Ottawa’s property investment market will see a continuation of generally healthy trends in 2014, mirroring those of the previous year. Office properties with long-term government tenancies will attract the strongest interest. Retail and multi-family rental properties will also be in demand. Ottawa’s niche industrial sector will be active. However, the size of the market will make it difficult for investors to source available product. The relative stability of the national capital region will ensure the market stays top-of-mind with investors. Values will hold at the peak, with demand outdistancing the supply of assets.
Montreal’s commercial property market will see gradual improvement over the next 12 to 24 months, as economic output is set to rise
slightly. In 2014, growth is forecast to eclipse the 2 per cent mark, at 2.1 per cent, according to the most recent Conference Board of Canada forecast. This will support stabilization in the region’s business-driven rental markets, industrial and office. Demand will be sufficiently positive, ensuring occupancy levels hold at or near the cycle high. Rents will also stabilize, although there is the possibility for near-term erosion in the office sector due to the introduction of new supply. The retail and multi-family residential rental sectors will post ongoing strength, given a relatively healthy demand-supply dynamic. Stable rental market conditions will be a boon for the investment performance over the next couple of years.
Investment market strength will persist in 2014, in keeping with the current phase of the cycle. Demand for core property will continue to surpass supply, with plenty of capital from various sources, both private and public, chasing yield. Another solid investment performance is anticipated for the coming year, following a period of attractive returns across all major asset classes in 2013. Property values are expected to stabilize in 2014, ranging at or near the cycle peak. Once again, the challenge for investors will be to source core assets in which to invest.
Halifax’s commercial real estate market will receive a boost in 2014, as the region’s pace of economic growth picks up. The Conference Board of Canada is predicting real Gross Domestic Product will increase by 2.6 per cent in 2014, up markedly from the pace of 2013 which saw the metric rise by 1.7 per cent. The upward shift in output will have a positive effect on Halifax’s commercial rental markets. The resulting office space demand should result in the absorption of at least part of the over 500,000 SF of new inventory being constructed over the next five years. Contract work at the Halifax shipyard will drive job growth, which will benefit the retail sector and the industrial market to a degree. Ongoing stability in the multi-family residential rental sector will persist, boosted by youth employment recovery and migration patterns. The broad rental market stability in all major commercial sectors will also be a benefit to the region’s investment performance over the near term.

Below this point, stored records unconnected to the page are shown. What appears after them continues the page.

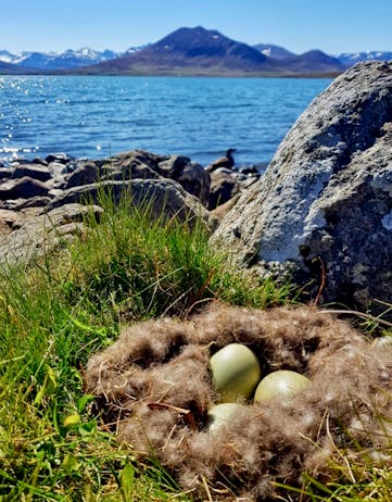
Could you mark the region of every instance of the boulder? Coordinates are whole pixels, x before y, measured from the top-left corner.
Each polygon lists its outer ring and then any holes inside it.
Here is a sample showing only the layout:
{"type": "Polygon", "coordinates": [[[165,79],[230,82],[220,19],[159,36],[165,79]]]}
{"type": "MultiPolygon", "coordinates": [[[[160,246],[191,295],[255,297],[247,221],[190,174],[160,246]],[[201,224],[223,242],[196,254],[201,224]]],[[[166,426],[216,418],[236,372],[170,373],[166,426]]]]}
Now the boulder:
{"type": "Polygon", "coordinates": [[[172,179],[110,180],[75,187],[55,197],[47,209],[52,210],[69,203],[99,204],[102,197],[110,197],[115,204],[123,198],[128,198],[129,203],[136,205],[151,203],[152,214],[156,217],[179,217],[191,223],[199,216],[210,223],[206,209],[172,179]]]}
{"type": "Polygon", "coordinates": [[[30,199],[36,196],[47,196],[49,188],[38,179],[24,176],[18,179],[10,179],[0,185],[0,200],[30,199]]]}
{"type": "Polygon", "coordinates": [[[208,210],[215,210],[218,205],[226,204],[226,202],[239,193],[240,184],[232,176],[232,173],[215,171],[210,176],[211,186],[207,208],[208,210]]]}
{"type": "Polygon", "coordinates": [[[52,177],[47,166],[35,164],[18,164],[11,173],[12,179],[23,178],[25,176],[38,179],[39,181],[48,181],[48,179],[52,177]]]}
{"type": "Polygon", "coordinates": [[[99,180],[100,171],[93,162],[84,162],[69,174],[66,180],[66,188],[91,185],[99,180]]]}
{"type": "Polygon", "coordinates": [[[207,205],[211,178],[203,166],[191,162],[188,156],[172,155],[160,162],[156,170],[165,178],[179,183],[187,192],[207,205]]]}
{"type": "Polygon", "coordinates": [[[296,121],[213,241],[366,309],[392,291],[392,63],[359,63],[296,121]]]}
{"type": "Polygon", "coordinates": [[[9,167],[0,167],[0,179],[8,179],[11,177],[12,171],[9,167]]]}
{"type": "Polygon", "coordinates": [[[159,179],[156,165],[162,159],[165,158],[143,150],[119,153],[100,164],[102,180],[159,179]]]}
{"type": "Polygon", "coordinates": [[[102,212],[97,205],[67,204],[27,218],[17,230],[0,236],[0,265],[26,264],[34,258],[53,252],[83,231],[87,213],[99,218],[102,212]]]}
{"type": "Polygon", "coordinates": [[[59,164],[65,165],[68,162],[71,162],[72,160],[73,160],[73,158],[69,156],[67,153],[58,152],[58,153],[51,153],[50,155],[48,155],[45,159],[45,162],[47,162],[48,164],[51,164],[52,162],[56,162],[59,164]]]}

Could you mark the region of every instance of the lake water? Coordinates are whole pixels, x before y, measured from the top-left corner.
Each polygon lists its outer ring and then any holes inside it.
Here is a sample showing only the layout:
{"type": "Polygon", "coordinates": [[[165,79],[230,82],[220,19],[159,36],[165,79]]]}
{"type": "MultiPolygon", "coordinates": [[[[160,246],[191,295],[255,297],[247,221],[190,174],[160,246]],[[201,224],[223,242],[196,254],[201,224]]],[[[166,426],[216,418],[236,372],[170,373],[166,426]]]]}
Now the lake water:
{"type": "Polygon", "coordinates": [[[0,77],[0,162],[131,149],[267,163],[329,79],[0,77]]]}

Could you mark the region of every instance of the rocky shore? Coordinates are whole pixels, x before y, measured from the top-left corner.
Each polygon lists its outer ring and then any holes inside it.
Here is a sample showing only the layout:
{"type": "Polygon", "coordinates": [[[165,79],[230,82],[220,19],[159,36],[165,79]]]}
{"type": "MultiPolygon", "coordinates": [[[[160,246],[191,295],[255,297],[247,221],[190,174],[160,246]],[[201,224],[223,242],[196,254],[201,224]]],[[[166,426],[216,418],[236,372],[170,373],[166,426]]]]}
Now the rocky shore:
{"type": "Polygon", "coordinates": [[[53,247],[83,231],[86,204],[96,214],[103,211],[102,190],[115,202],[131,192],[134,203],[149,200],[157,215],[199,216],[213,229],[230,201],[258,178],[256,170],[210,174],[187,156],[142,150],[98,161],[56,153],[15,162],[0,167],[0,260],[27,260],[42,251],[43,241],[53,247]]]}
{"type": "Polygon", "coordinates": [[[2,167],[1,259],[25,255],[27,243],[39,250],[39,228],[55,228],[61,239],[83,231],[86,201],[102,211],[100,190],[114,201],[129,191],[134,203],[148,199],[167,217],[202,217],[212,244],[229,250],[239,266],[290,274],[317,302],[367,310],[377,300],[384,309],[392,290],[392,63],[359,63],[338,77],[263,176],[208,173],[189,158],[141,150],[2,167]]]}

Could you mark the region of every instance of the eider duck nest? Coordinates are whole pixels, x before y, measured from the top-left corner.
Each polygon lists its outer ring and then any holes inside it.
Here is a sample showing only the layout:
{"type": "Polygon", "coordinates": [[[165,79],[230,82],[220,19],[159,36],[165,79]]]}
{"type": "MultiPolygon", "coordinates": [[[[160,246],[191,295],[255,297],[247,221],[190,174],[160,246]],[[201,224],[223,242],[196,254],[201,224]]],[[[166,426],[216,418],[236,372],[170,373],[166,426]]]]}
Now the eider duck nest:
{"type": "Polygon", "coordinates": [[[377,460],[392,434],[392,349],[308,306],[216,302],[189,321],[139,323],[90,359],[85,378],[118,441],[157,457],[195,500],[205,490],[210,500],[278,499],[277,484],[301,487],[303,473],[328,479],[332,457],[377,460]],[[257,355],[263,376],[290,369],[311,385],[291,399],[250,400],[212,432],[219,394],[208,362],[233,342],[257,355]]]}

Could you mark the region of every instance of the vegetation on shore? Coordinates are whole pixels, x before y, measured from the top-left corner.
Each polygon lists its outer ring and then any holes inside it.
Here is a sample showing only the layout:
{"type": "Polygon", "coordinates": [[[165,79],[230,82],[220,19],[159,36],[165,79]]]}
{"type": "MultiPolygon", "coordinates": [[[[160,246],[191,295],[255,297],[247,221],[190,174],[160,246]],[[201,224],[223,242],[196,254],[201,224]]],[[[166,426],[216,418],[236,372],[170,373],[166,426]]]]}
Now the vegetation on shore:
{"type": "MultiPolygon", "coordinates": [[[[0,269],[0,501],[190,501],[153,459],[135,460],[89,413],[83,371],[122,326],[182,316],[211,299],[261,309],[289,285],[258,281],[208,246],[202,223],[152,217],[127,200],[59,253],[0,269]]],[[[301,500],[391,500],[385,469],[349,465],[301,500]]],[[[293,492],[288,489],[288,499],[293,492]]]]}

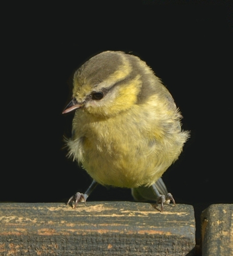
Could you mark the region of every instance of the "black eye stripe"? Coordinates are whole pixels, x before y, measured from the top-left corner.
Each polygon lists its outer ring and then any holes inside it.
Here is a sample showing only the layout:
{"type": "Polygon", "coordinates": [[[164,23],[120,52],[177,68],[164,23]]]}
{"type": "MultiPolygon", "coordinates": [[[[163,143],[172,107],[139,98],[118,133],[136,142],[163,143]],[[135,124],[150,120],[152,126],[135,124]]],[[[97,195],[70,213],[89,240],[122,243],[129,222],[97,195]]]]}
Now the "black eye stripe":
{"type": "Polygon", "coordinates": [[[91,94],[92,99],[100,100],[104,97],[104,94],[102,92],[93,92],[91,94]]]}

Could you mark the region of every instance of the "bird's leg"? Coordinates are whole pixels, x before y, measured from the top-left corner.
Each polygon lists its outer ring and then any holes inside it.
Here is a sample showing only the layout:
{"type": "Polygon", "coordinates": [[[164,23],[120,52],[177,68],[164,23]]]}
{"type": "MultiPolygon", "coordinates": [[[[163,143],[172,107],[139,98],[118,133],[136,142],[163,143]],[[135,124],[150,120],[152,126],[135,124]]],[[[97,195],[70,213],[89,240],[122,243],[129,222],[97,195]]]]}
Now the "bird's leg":
{"type": "Polygon", "coordinates": [[[170,200],[171,200],[174,205],[175,205],[175,200],[173,198],[173,196],[171,193],[168,193],[167,194],[167,196],[165,196],[164,195],[161,195],[160,193],[155,184],[153,184],[151,185],[151,188],[154,194],[156,196],[157,198],[156,206],[158,206],[158,205],[160,203],[161,204],[161,212],[163,212],[164,211],[164,204],[166,203],[166,202],[167,200],[169,200],[170,202],[170,200]]]}
{"type": "Polygon", "coordinates": [[[96,188],[97,185],[98,183],[94,179],[93,179],[91,184],[84,194],[82,193],[77,192],[75,195],[71,196],[71,198],[69,199],[69,201],[67,202],[67,205],[69,205],[69,203],[74,202],[74,208],[75,208],[77,205],[77,203],[80,202],[84,202],[86,203],[86,200],[87,200],[87,198],[89,196],[92,191],[96,188]]]}

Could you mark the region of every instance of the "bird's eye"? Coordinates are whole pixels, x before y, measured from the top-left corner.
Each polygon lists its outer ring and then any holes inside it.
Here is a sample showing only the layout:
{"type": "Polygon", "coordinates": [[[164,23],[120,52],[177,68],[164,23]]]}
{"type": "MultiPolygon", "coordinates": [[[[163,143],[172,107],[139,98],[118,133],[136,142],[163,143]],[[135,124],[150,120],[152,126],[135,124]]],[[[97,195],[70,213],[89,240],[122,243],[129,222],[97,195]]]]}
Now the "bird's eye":
{"type": "Polygon", "coordinates": [[[104,94],[102,92],[93,92],[91,94],[92,99],[101,99],[104,96],[104,94]]]}

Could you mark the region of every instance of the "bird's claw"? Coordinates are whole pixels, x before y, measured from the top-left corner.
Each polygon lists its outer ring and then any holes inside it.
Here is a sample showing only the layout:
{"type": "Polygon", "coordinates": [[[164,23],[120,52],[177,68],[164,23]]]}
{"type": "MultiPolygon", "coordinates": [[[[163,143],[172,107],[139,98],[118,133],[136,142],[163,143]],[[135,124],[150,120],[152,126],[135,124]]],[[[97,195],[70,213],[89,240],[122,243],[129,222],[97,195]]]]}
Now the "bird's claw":
{"type": "Polygon", "coordinates": [[[163,212],[164,211],[164,205],[165,203],[168,205],[170,203],[170,200],[175,205],[175,200],[171,193],[168,193],[166,197],[164,195],[160,195],[156,202],[156,207],[158,206],[159,204],[161,204],[161,212],[163,212]]]}
{"type": "Polygon", "coordinates": [[[69,203],[73,202],[75,203],[73,208],[75,208],[79,202],[84,202],[86,203],[85,196],[82,193],[77,192],[69,199],[69,201],[67,202],[67,205],[69,205],[69,203]]]}

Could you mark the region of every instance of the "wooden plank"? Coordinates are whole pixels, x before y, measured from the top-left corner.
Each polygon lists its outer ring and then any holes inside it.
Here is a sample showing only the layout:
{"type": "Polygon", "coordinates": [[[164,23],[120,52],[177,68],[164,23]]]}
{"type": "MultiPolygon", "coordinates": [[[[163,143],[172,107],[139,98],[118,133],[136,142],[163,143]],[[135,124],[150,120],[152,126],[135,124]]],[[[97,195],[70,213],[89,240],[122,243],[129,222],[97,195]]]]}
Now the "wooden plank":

Halifax’s commercial property investment market will see strong activity and fundamentals over the near term, with trends similar to those of the past few years. National and local investment groups will continue to look to Halifax for diversification and yields that are typically higher than those of the nation’s larger cities. Strong local commitment to the market will also ensure bidding activity remains aggressive and values at the peak. Transaction volume will be limited only by the availability of product. In short, Halifax’s commercial property market will generate broadly stable fundamentals over the near term, in keeping with the medium-term trend.